Son explicaciones de cosas en la naturaleza que pueden invocar leyes probabilísticas, selección natural o las respuesta que la teoría científica más reciente sugiere.

Pero la teología pregunta por lo que Tomás de Aquino llama causas «primarias»: «¿Cuál es la fuente del ser?», «¿Cuál es el significado y la razón de la creación?».

Y ni los registros fósiles, ni la selección natural responden a estas cuestiones. Estas no son las herramientas adecuadas para esta tarea. Confundir cuestiones teológicas y científicas es cometer un error de categoría.

El concepto teológico de creación no es un concepto científico. El Dios de la teología católica no es, como Agustín subrayó, la ignición de la existencia, sino su causa en sentido no temporal.
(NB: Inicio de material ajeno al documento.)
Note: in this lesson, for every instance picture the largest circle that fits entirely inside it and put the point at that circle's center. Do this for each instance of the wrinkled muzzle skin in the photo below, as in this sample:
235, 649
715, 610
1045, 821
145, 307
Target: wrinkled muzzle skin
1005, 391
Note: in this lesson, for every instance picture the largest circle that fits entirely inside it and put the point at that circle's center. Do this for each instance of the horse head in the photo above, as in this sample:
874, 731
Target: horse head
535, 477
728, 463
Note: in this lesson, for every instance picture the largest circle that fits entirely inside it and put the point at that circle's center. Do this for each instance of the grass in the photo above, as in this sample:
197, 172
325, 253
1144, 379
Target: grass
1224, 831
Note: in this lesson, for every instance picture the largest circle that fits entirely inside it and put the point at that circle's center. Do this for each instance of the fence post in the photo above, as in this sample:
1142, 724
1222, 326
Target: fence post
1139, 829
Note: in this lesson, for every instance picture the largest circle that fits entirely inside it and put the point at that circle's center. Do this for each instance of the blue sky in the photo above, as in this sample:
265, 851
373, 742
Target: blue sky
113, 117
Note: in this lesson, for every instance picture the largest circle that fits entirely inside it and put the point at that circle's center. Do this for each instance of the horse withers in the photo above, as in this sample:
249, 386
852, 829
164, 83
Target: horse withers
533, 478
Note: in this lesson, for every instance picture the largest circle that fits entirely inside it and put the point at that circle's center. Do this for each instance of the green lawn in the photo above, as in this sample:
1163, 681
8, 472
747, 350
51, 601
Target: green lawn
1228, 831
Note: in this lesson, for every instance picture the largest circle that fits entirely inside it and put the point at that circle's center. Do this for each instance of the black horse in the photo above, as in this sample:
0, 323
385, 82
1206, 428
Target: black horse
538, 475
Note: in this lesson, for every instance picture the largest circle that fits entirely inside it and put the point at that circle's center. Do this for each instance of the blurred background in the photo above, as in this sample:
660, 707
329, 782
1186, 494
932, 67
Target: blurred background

Dios da origen y sustenta la existencia, inundándola de sentido, provenga el hombre de peces, monos o polvo de estrellas, y sean de probabilidad o no las leyes que rigen esta evolución.

Los ideólogos contemporáneos del cientificismo son los que «no ven el meollo del asunto» con respecto a la evolución. La evolución no refuta a Dios, así como el electromagnetismo no refuta la conciencia moral.

Y el papa Francisco no ha sido el primero en reconocer esto, sin importar cómo ciertas narrativas han intentado vender esa «noticia».

Por cierto: los casos de Chris y Prickles y sus muchos kilos de lana ayudan a reforzar lo que el mismo Papa nos recuerda en su encíclica Laudato Si con respecto a la necesidad de ser más conscientes de nuestro papel en el cuidado de la casa común.

La naturaleza, debido a los caminos que hemos tomado a lo largo de nuestra historia como humanidad, tiene, en cierto sentido, una delicada «dependencia» de nuestras elecciones y acciones. Y no deberíamos necesitar borregos y ovejas perdidas en Australia para reconocer esto.